De la teoría a la práctica
Con el objetivo de comprobar la eficacia del recubrimiento, los investigadores lo sometieron a diversas pruebas. Así consiguieron demostrar que los sensores protegidos por esa capa de PVA pueden almacenarse durante al menos dos meses, incluso soportando temperaturas de hasta 65 °C sin perder su funcionalidad y eficacia.
Las pruebas de voltametría de onda cuadrada, una técnica para medir la señal eléctrica, confirmaron que, aunque la señal disminuía ligeramente después de 60 días de almacenamiento, seguía siendo inequívoca y útil para confirmar un diagnóstico.
La película de PVA se diluye en minutos con agua
Para validar este nuevo recubrimiento, el equipo dirigido por Furst sometió los sensores a un ataque directo con DNasa I, una enzima cuya función específica es degradar el ADN. Los resultados fueron contundentes: mientras que el ADN sin protección era destruido, el recubrimiento de PVA logró mantenerlo a salvo, preservando la señal del electrodo.

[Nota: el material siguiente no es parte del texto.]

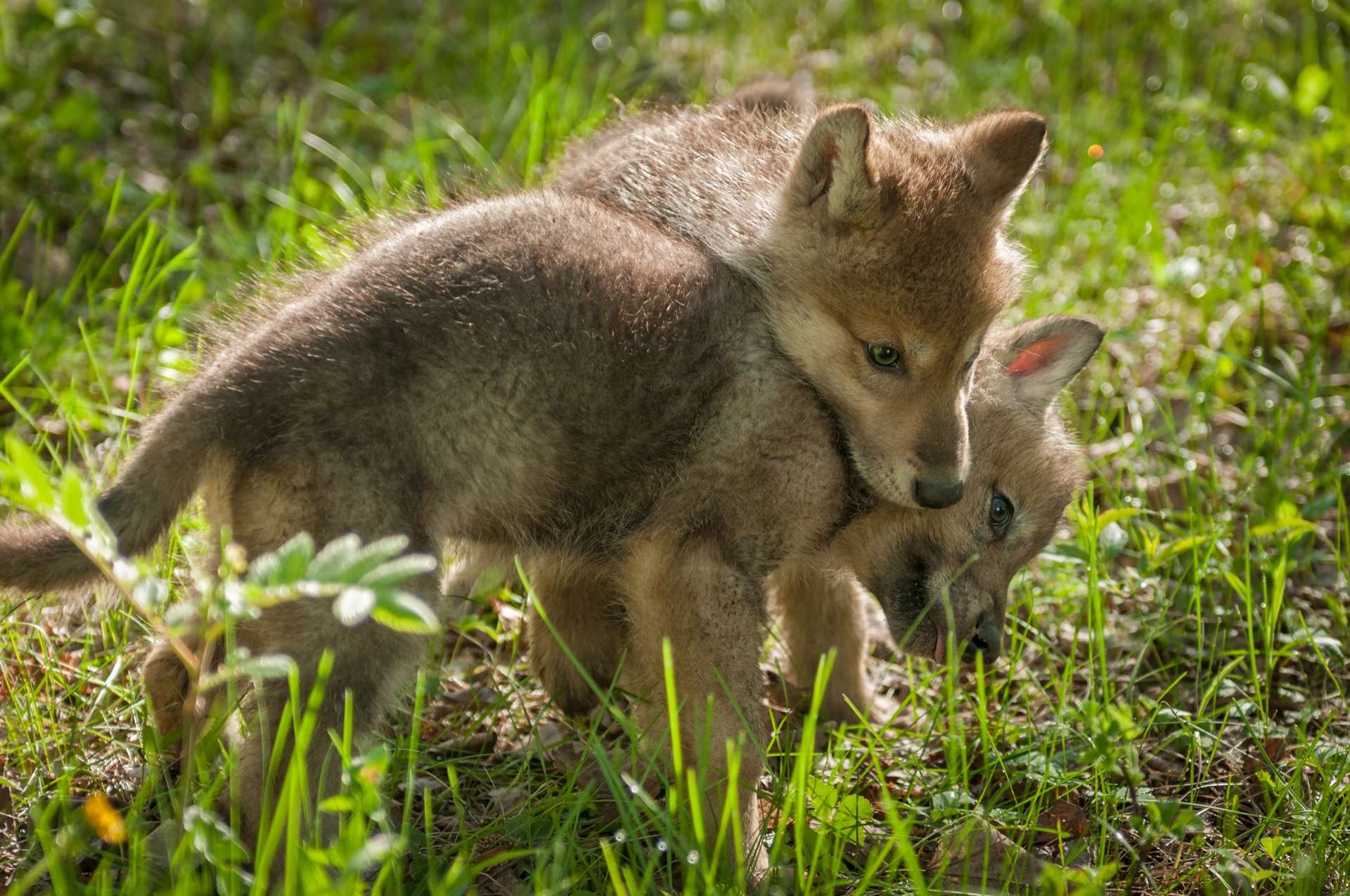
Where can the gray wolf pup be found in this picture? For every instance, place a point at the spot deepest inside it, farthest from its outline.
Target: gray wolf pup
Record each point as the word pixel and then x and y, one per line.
pixel 880 242
pixel 534 372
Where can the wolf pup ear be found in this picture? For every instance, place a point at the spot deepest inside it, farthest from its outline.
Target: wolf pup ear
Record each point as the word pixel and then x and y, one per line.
pixel 833 165
pixel 1002 152
pixel 1043 356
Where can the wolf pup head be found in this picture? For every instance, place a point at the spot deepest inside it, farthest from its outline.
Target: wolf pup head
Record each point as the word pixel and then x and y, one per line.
pixel 949 570
pixel 890 265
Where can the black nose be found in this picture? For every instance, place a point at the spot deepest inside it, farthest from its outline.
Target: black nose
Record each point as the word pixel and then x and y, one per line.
pixel 936 494
pixel 987 640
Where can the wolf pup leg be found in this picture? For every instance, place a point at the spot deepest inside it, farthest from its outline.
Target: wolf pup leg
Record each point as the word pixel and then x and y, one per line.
pixel 585 611
pixel 713 616
pixel 818 610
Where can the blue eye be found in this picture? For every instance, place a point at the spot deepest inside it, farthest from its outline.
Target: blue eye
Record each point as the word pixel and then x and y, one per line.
pixel 883 355
pixel 1001 514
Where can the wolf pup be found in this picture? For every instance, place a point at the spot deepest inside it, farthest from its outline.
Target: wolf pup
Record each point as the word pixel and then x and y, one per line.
pixel 535 372
pixel 933 571
pixel 880 242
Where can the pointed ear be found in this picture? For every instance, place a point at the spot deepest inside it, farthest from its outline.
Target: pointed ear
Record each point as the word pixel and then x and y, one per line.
pixel 832 165
pixel 1044 355
pixel 1002 152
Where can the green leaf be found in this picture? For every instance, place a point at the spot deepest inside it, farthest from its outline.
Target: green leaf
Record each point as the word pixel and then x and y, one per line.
pixel 1311 88
pixel 1117 514
pixel 354 605
pixel 1113 540
pixel 1292 525
pixel 851 815
pixel 399 570
pixel 73 500
pixel 335 559
pixel 403 611
pixel 266 665
pixel 1179 547
pixel 33 476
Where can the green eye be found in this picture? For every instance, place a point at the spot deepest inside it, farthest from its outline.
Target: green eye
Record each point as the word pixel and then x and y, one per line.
pixel 883 355
pixel 1001 513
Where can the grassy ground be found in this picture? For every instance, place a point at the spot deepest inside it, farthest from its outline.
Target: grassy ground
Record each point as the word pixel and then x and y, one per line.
pixel 1172 713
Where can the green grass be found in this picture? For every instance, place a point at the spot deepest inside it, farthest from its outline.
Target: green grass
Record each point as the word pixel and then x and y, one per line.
pixel 1172 711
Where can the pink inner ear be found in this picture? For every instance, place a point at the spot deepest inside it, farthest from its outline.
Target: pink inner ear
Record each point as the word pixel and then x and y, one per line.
pixel 1036 356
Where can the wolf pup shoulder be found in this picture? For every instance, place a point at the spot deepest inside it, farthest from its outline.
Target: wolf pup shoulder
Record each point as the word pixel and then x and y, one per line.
pixel 879 246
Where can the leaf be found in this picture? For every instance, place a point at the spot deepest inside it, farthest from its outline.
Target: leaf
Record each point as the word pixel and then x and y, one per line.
pixel 295 557
pixel 1294 525
pixel 400 570
pixel 1311 86
pixel 73 500
pixel 340 803
pixel 1113 540
pixel 1117 514
pixel 33 475
pixel 337 557
pixel 1178 547
pixel 403 611
pixel 851 815
pixel 266 665
pixel 354 605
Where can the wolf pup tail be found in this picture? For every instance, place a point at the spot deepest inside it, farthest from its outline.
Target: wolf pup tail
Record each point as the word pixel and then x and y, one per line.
pixel 773 96
pixel 155 482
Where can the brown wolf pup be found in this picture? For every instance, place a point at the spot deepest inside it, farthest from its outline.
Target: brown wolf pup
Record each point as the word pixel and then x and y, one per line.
pixel 534 372
pixel 925 566
pixel 880 242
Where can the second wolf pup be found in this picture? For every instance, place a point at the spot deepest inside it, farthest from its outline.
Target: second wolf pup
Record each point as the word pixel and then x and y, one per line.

La prueba de fuego final fue demostrar su capacidad de diagnóstico tras el almacenamiento. Después de dos meses, los investigadores retiraron el recubrimiento de PVA y utilizaron los sensores para detectar el gen PCA3, un biomarcador del cáncer de próstata presente en la orina. El resultado fue inequívoco: fue capaz de activar la señal eléctrica.
Ahora, un grupo del laboratorio de Furst liderado por Xingcheng Zhou, la autora principal del estudio, ha sido aceptado en delta v, la aceleradora de empresas estudiantiles del MIT, con la esperanza de lanzar una startup para desarrollar y comercializar esta tecnología.
“Nuestro objetivo es continuar probando con muestras de pacientes para diferentes enfermedades en entornos del mundo real”, asegura Furst. “Nuestra limitación antes era que teníamos que fabricar los sensores in situ, pero ahora podemos enviarlos sin usar refrigeración. Eso nos permite acceder a entornos de prueba mucho más difíciles”, concluye.